We’re starting to embrace our status as your favorite thought leader’s favorite thought leader. We happen to know at least a few of you, our Highest Order Readers, wield a great deal of influence in your respective Twitter spaces. And we’ve seen some of our more out-there ideas pop-up on your timelines — uncredited, of course. Look, we’re not bitter. To our considerably oversized egos, ’tis but a flesh wound. Still, we’re thinking it might be time to double down on our questionable habit of rebranding crypto concepts in our own image. What better way to stake our claim to an idea than by assigning it an acronym so asinine, only we could’ve coined it?
Without further ado, we’d like to introduce: DUMaaS. It stands for Decentralized-User-Management-as-a-Service, and it’s a fitting title for the VCs who are so blood-thirstily lusting after this emerging industry. We’ve been lowkey teasing the DUMaaS reveal for a while now, in our discussions of online identity and the problems it faces on the blockchain. And, indeed, DUMaaS is the perfect term for the increasingly frequent attempts at using web3 to solve them.
Decentralized-User-Management-as-a-Service is an industry we define as: developing software to enable communities to provide individuals with support to manage their individual and collective legal identities online. (Now throw a ‘permissionless’ or ‘ownership’ in there somewhere and Guy Oseary will throw you a couple M’s, guaranteed.)
DUMaaS is a response to the fact that large technology companies have abused their data silos by means of negligent profiteering. It’s also a response to the emergence of a decentralized cloud internet powered by blockchain and other web3 technologies. Given the complex nature of the private public key system, the need to run scripts, and a bunch of other technical shit I don’t have the bandwith to go into here, we believe it’ll be incredibly important for a community-oriented system to arise, allowing consumers to share and distribute risk so they can access the full benefits of decentralized technology without needing to be technophiles themselves.

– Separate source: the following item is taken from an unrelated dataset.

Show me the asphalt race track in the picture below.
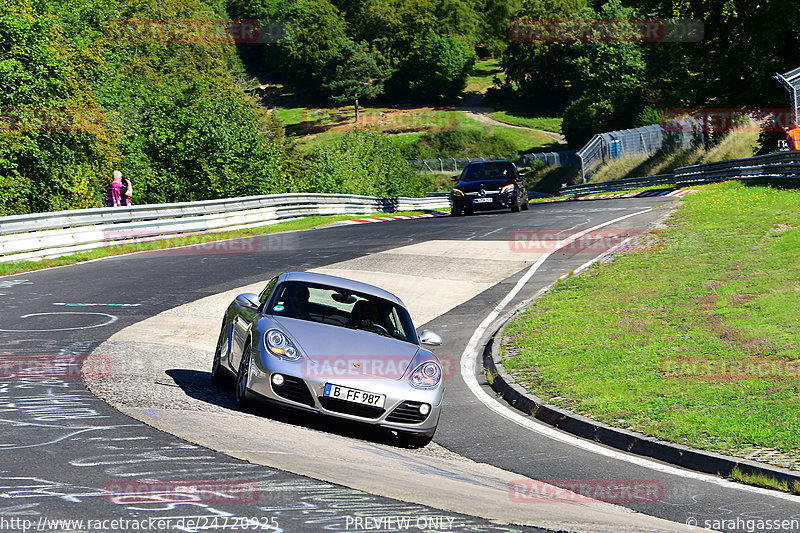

In theory, DUMaaS could also service the need for accountability in managing the 1:1 relationship between an individual’s IRL self and their Internet identity. An ideal DUMaaS platform would provide reputation-backed KYC by allowing, essentially, self-moderation. A series of decentralized communities supported by the platform would be empowered to establish their own rules for governance and membership, with the capability to remove bad actors or reform them to comply. The reputation of the community as a whole would be displayed public, while individual actors retain the right to remain anonymous online, held accountable by those they trust, in private.
And, if entire communities decided to tank their reputations (looking at you, every other subreddit) their collective reputation would be signaled to others, and their members could be identified pseudonymously and avoided. By utilizing an established range like Dunbar’s number, communities could remain small and intimate enough for the reputation management to be effective in maintaining appropriate behaviors of individuals online.
Of course, that’s just our proposed solution. Other DUMaaS attempts include scanning eyeballs, handing our biometric data off to robots, and talking a big game without proposing any solution whatsoever. Personally, we prefer our own. Only because we’re egotists, though. Or because we want to avoid the technofascist fiefdom every sci-fi writer and their mothers predicted for our future, but hey. Why listen to us? I mean, just look at our track record.